Wei Dai comments on Jailbreaking ChatGPT on Release Day

Wei Dai 4 Dec 2022 18:54 UTC
4 points
−1
Thanks for these detailed explanations. Would it be fair to boil it down to: DL currently isn’t very sample efficient (relative to humans) and there’s a lot more data available for training generative capabilities than for training to self-censor and to not make stuff up? Assuming yes, my next questions are:
1. How much more training data (or other effort/resources) do you think would be needed to solve these immediate problems (at least to a commercially acceptable level)? 2x? 10x? 100x?
2. I’m tempted to generalize from these examples that unless something major changes (e.g., with regard to sample efficiency), safety/alignment in general will tend to lag behind capabilities, due to lack of sufficient training data for the former relative to the latter, even before we get to to the seemingly harder problems that we tend to worry about around here (e.g., how will humans provide feedback when things are moving more quickly than we can think, or are becoming more complex than we can comprehend, or without risking “adversarial inputs” to ourselves). Any thoughts on this?
- Jacob_Hilton 5 Dec 2022 0:58 UTC
  7 points
  1
  Parent
  I would wildly speculate that “simply” scaling up RLHF ~100x, while paying careful attention to rewarding models appropriately (which may entail modifying the usual training setup, as discussed in this comment), would be plenty to get current models to express calibrated uncertainty well. However:
  - In practice, I think we’ll make a lot of progress in the short term without needing to scale up this much by using various additional techniques, some that are more like “tricks” (e.g. teaching the model to generally express uncertainty when answering hard math problems) and some more principled (e.g. automating parts of the evaluation).

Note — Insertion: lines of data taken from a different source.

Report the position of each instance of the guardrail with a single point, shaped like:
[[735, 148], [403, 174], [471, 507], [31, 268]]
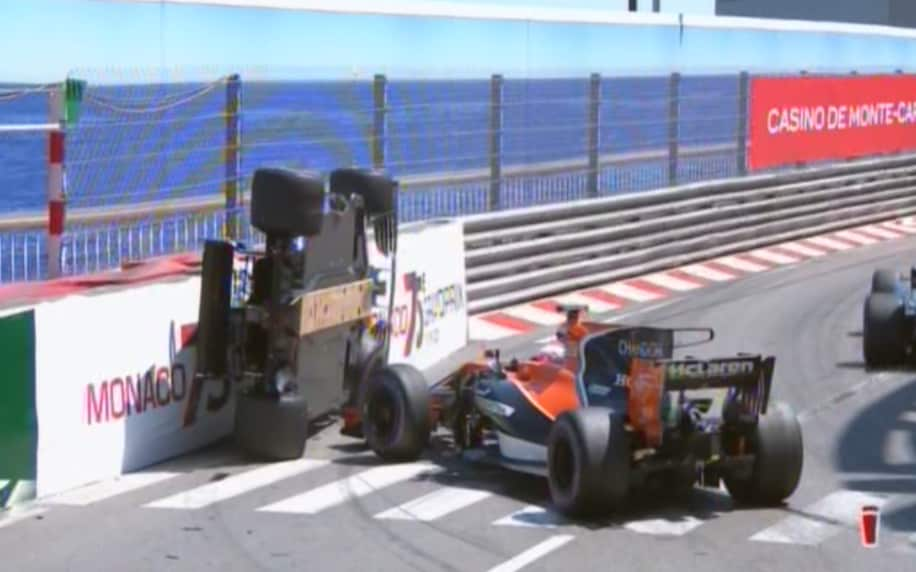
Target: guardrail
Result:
[[99, 238], [516, 256]]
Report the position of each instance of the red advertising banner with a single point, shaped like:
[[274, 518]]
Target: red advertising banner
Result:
[[807, 119]]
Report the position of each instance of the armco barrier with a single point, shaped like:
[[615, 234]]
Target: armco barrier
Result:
[[516, 256], [18, 419], [114, 382]]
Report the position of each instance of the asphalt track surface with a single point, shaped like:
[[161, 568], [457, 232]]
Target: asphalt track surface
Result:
[[341, 509]]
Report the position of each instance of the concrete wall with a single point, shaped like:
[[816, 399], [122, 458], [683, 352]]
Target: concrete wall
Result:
[[857, 11]]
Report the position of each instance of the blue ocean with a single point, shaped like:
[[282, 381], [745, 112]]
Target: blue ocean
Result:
[[136, 143]]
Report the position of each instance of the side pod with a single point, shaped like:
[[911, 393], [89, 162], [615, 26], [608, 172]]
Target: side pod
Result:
[[215, 301]]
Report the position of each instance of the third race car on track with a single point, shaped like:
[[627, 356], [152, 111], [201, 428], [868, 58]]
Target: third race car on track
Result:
[[610, 413]]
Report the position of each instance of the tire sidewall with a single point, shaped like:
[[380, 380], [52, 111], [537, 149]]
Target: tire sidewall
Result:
[[409, 401]]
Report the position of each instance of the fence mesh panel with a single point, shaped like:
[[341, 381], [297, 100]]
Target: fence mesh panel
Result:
[[147, 140]]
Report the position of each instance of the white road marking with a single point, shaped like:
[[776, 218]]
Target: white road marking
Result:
[[708, 273], [883, 233], [14, 515], [594, 305], [235, 485], [629, 292], [480, 329], [436, 504], [534, 315], [532, 516], [802, 249], [96, 492], [828, 243], [537, 551], [825, 519], [669, 282], [354, 486], [741, 264], [664, 526], [852, 236], [773, 257]]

  - Even ~100x is still much less than pre-training (e.g. WebGPT used ~20k binary comparisons, compared to ~300b pre-training tokens for GPT-3). The difficulty of course is that higher-quality data is more expensive to collect. However, most of the cost of RLHF is currently employee hours and compute, so scaling up data collection ~100x might not be as expensive as it sounds (although it would of course be a challenge to maintain data quality at this scale).
  - Even though scaling up data collection will help, I think it’s more important for labs to be prioritizing data quality (i.e. “reducing bias” rather than “reducing variance”): data quality issues are in some sense “scarier” in the long run, since they lead to the model systematically doing the wrong thing (e.g. deceiving the evaluators) rather than defaulting to the “safer” imitative pre-training behavior.

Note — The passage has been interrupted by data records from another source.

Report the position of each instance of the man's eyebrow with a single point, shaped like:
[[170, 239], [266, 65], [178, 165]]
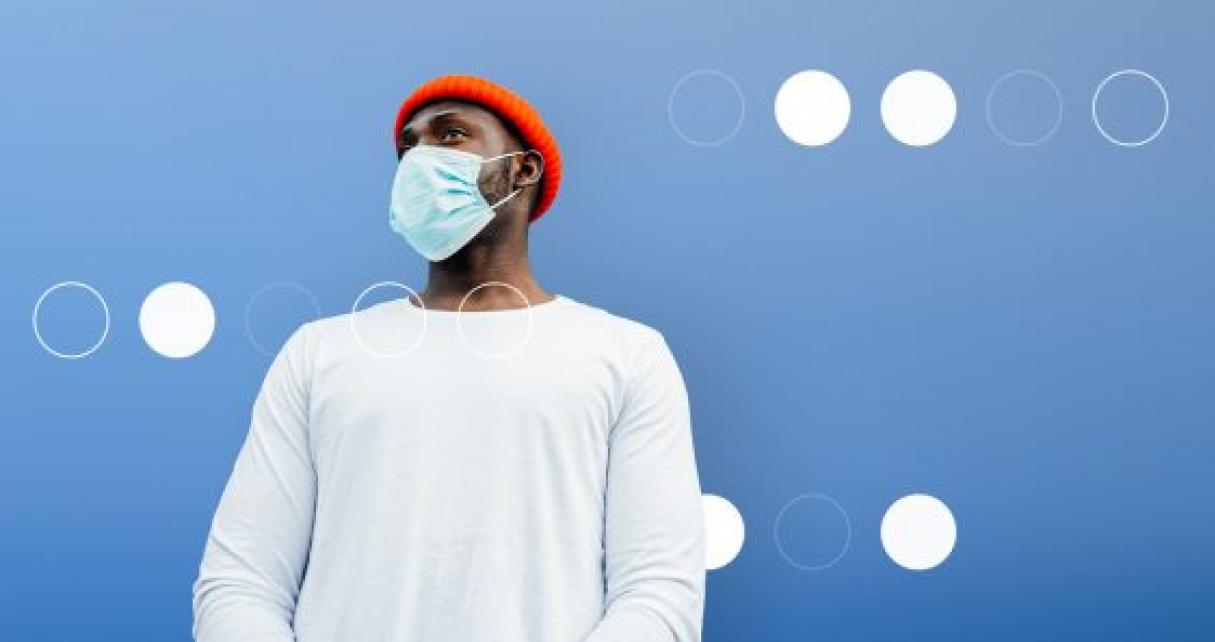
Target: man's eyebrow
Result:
[[441, 116]]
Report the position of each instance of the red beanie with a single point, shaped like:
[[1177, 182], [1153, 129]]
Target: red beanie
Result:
[[509, 106]]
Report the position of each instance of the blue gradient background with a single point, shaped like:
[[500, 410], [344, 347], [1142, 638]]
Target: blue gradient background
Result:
[[1026, 333]]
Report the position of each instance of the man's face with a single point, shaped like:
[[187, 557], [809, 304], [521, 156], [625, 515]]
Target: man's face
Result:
[[472, 128]]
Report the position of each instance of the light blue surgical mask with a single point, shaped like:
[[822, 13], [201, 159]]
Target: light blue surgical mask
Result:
[[436, 204]]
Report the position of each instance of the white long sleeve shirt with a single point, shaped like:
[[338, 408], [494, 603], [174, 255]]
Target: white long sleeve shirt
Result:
[[459, 493]]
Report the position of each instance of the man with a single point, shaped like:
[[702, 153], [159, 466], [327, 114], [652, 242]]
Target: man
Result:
[[445, 494]]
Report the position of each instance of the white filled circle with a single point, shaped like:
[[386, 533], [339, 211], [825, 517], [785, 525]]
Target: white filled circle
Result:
[[804, 505], [176, 320], [919, 531], [354, 317], [501, 353], [1130, 74], [105, 310], [265, 292], [1052, 124], [724, 531], [812, 107], [732, 88], [919, 108]]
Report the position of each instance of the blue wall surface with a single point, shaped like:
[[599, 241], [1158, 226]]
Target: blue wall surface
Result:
[[1026, 332]]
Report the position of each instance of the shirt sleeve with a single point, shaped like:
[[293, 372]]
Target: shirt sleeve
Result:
[[654, 548], [256, 550]]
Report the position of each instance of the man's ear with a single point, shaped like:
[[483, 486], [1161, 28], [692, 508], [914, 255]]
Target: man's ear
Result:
[[531, 168]]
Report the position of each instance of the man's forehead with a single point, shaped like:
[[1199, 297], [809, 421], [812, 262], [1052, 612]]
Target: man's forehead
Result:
[[469, 111]]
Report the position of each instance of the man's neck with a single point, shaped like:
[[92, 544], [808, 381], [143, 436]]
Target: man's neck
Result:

  - It’s pretty unclear how this picture will evolve over time. In the long run, we may end up needing much less extremely high-quality data, since larger pre-trained models are more sample efficient, and we may get better at using techniques like automating parts of the evaluation. I’ve written more about this question here, and I’d be excited to see more people thinking about it.
  In short, sample efficiency is a problem right now, but not the only problem, and it’s unclear how much longer it will continue to be a problem for.